Reasons for my disappointment:
How in blazes do you mispronounce Rabinowitz as Rah-BONN-o-witz? Seriously, that was so embarrassing! I know I have a lot more experience with Eastern European surnames than most folks, but that name seems fairly straightforward.
How can you not even figure out how to pronounce Nidre? The prayer is in the very film you’re reviewing, and it’s chanted thrice in a row. That shouldn’t be a difficult Hebrew word to figure out the pronunciation of, and I’d like to think many non-Jews are familiar with the Kol Nidre prayer because it’s so well-known. Even people who have zero to do with their Judaism the rest of the year suddenly care enough to go to shul for Kol Nidre.
Roscoe Arbuckle had a name. His friends never called him “Fatty.” I don’t mind so much calling him Roscoe “Fatty” Arbuckle, but not with calling him only “Fatty.”
There was absolutely no need to get so political near the end of the review. This isn’t a political film in the least, nor is it racist. What in the world does the modern-day Black Lives Matter movement have anything to do with an Al Jolson film from 1927?!
You cannot take something out of its historical and cultural context and apply your modern sensibilities to it. I’ll admit I was really nervous when I saw the film for the first time, knowing there was going to be blackface, but when I actually saw it in its proper context, I relaxed. They really made way too much out of blackface when it’s only in two scenes in the entire film, near the end and at the end. A lot of the celebrities they “shamed” for having used blackface were from an era when that was an established part of the culture, with no offense intended.
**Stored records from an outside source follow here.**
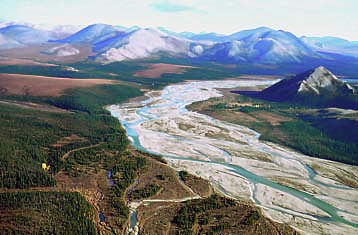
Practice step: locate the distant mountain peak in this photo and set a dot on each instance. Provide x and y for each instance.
(318, 86)
(319, 78)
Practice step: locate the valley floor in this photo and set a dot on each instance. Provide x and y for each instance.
(241, 166)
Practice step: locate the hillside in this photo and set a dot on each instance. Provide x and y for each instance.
(313, 87)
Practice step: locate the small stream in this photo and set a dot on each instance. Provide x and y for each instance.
(178, 103)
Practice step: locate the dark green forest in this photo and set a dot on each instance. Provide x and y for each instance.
(46, 213)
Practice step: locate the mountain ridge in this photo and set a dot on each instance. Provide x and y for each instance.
(313, 87)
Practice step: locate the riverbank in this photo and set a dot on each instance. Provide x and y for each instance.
(235, 162)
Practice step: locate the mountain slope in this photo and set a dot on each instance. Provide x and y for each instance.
(92, 34)
(26, 35)
(332, 45)
(317, 87)
(144, 43)
(268, 47)
(7, 43)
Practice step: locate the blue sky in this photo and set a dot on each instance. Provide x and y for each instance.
(303, 17)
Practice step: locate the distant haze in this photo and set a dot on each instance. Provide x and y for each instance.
(305, 17)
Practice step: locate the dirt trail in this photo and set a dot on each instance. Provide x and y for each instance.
(66, 155)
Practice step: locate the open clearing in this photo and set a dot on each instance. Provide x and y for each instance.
(16, 84)
(157, 70)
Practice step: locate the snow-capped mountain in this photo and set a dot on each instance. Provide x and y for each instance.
(8, 43)
(93, 34)
(62, 50)
(318, 86)
(332, 45)
(26, 35)
(116, 43)
(60, 31)
(144, 43)
(269, 47)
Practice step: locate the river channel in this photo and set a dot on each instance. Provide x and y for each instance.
(236, 162)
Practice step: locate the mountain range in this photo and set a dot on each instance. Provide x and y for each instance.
(115, 43)
(318, 87)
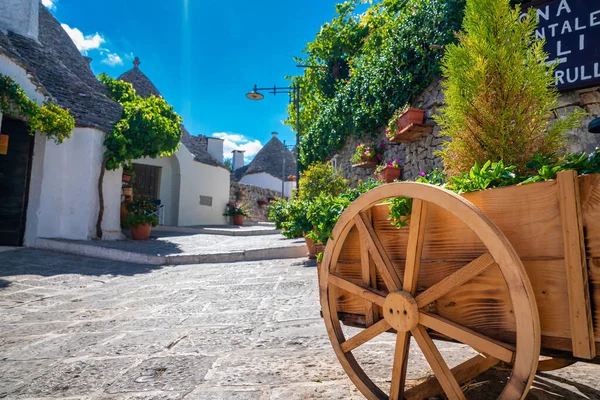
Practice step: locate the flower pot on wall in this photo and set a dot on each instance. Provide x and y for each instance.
(141, 232)
(312, 251)
(389, 174)
(411, 116)
(238, 220)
This film isn’t about racial issues. It’s about a jazz-loving young man breaking away from his traditional Jewish family to follow his heart, trying to make peace with his pull towards both worlds, and faced with the difficult decision to sing in an important show or take his ailing father’s place to chant Kol Nidre.
I really feel like they disproportionately focused on blackface, without doing enough research into its historical place in entertainment, nor the reasons it appealed to Al Jolson in particular. Obviously, most modern folks will feel uncomfortable with it, but that doesn’t mean we should assign all these political, racist motivations to people who did it in the pre-Civil Rights era. As they themselves conceded, Al Jolson wasn’t a racist.
Knowing what I now know about the history of blackface entertainment and minstrel shows, I don’t see it as inherently racist, but something which should be judged from context and intent, on a case-by-case basis. Yes, it would never be allowed today, but this isn’t a modern film. Of course they’ll have different sensibilities. Getting so bent out of shape over two brief, respectful scenes in blackface near the end is like ranting against Chico Marx for his fake Italian accent.